Three months later, the plant has not only survived but produced a baby shoot, which Carlos displays on video calls with the pride normally reserved for honor roll students.
Large indoor plants for clean air
My latest additions are what I call my "guilt-offset" collection – plants that NASA studies suggest improve air quality. This helps me feel better about my other habits, like occasionally smoking on my balcony or ordering too much takeout in plastic containers.
My Boston Fern, Bernadette, sheds more than my aunt's Pomeranian but supposedly filters the air with the efficiency of a small Dyson. The Peace Lily (Marlene) and Rubber Plant (Roberto) complete my air-purifying trio, turning my apartment into what I imagine the inside of Gwyneth Paltrow's lungs must look like.

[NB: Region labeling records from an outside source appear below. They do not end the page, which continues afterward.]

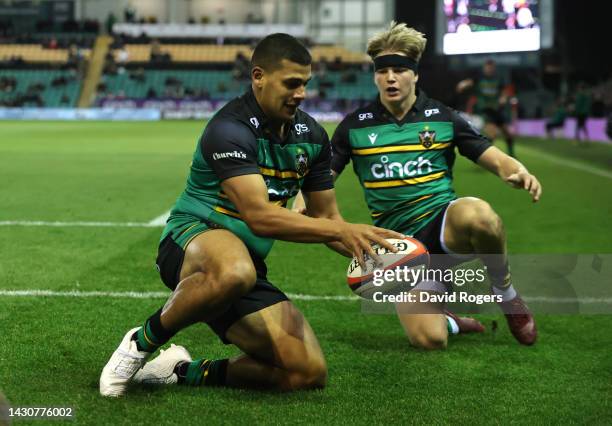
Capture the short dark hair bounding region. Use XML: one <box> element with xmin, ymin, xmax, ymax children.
<box><xmin>251</xmin><ymin>33</ymin><xmax>312</xmax><ymax>70</ymax></box>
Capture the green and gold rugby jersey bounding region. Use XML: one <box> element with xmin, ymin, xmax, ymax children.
<box><xmin>332</xmin><ymin>91</ymin><xmax>491</xmax><ymax>235</ymax></box>
<box><xmin>162</xmin><ymin>90</ymin><xmax>333</xmax><ymax>259</ymax></box>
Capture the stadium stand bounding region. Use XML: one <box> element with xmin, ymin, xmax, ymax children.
<box><xmin>0</xmin><ymin>70</ymin><xmax>80</xmax><ymax>107</ymax></box>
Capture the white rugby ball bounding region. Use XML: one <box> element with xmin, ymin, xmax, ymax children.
<box><xmin>346</xmin><ymin>237</ymin><xmax>429</xmax><ymax>299</ymax></box>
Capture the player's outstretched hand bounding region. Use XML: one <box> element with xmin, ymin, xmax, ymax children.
<box><xmin>339</xmin><ymin>222</ymin><xmax>405</xmax><ymax>268</ymax></box>
<box><xmin>506</xmin><ymin>171</ymin><xmax>542</xmax><ymax>203</ymax></box>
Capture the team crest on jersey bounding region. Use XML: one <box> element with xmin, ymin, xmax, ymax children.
<box><xmin>419</xmin><ymin>127</ymin><xmax>436</xmax><ymax>149</ymax></box>
<box><xmin>295</xmin><ymin>150</ymin><xmax>308</xmax><ymax>177</ymax></box>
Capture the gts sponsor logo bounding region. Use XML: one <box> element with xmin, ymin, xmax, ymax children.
<box><xmin>293</xmin><ymin>123</ymin><xmax>310</xmax><ymax>135</ymax></box>
<box><xmin>371</xmin><ymin>155</ymin><xmax>432</xmax><ymax>179</ymax></box>
<box><xmin>213</xmin><ymin>151</ymin><xmax>246</xmax><ymax>160</ymax></box>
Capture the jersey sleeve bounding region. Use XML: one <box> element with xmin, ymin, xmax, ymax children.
<box><xmin>302</xmin><ymin>128</ymin><xmax>334</xmax><ymax>192</ymax></box>
<box><xmin>200</xmin><ymin>121</ymin><xmax>259</xmax><ymax>180</ymax></box>
<box><xmin>451</xmin><ymin>110</ymin><xmax>491</xmax><ymax>162</ymax></box>
<box><xmin>331</xmin><ymin>119</ymin><xmax>351</xmax><ymax>174</ymax></box>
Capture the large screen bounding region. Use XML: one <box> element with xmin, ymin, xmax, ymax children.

Do they actually make my air cleaner? Toronto's winter air certainly seems better inside my plant-filled apartment than outside, where it carries the distinct bouquet of slush, exhaust, and regret. But more importantly, they've given me something to care for during those months when going outside feels like an arctic expedition.
I'm not saying plants are a replacement for proper therapy or medication, but there's something undeniably healing about watching something thrive under your care. Even in Toronto's darkest winter days, my apartment remains stubbornly, defiantly alive – a personal rainforest where the forecast is always growth with a chance of occasional overwatering.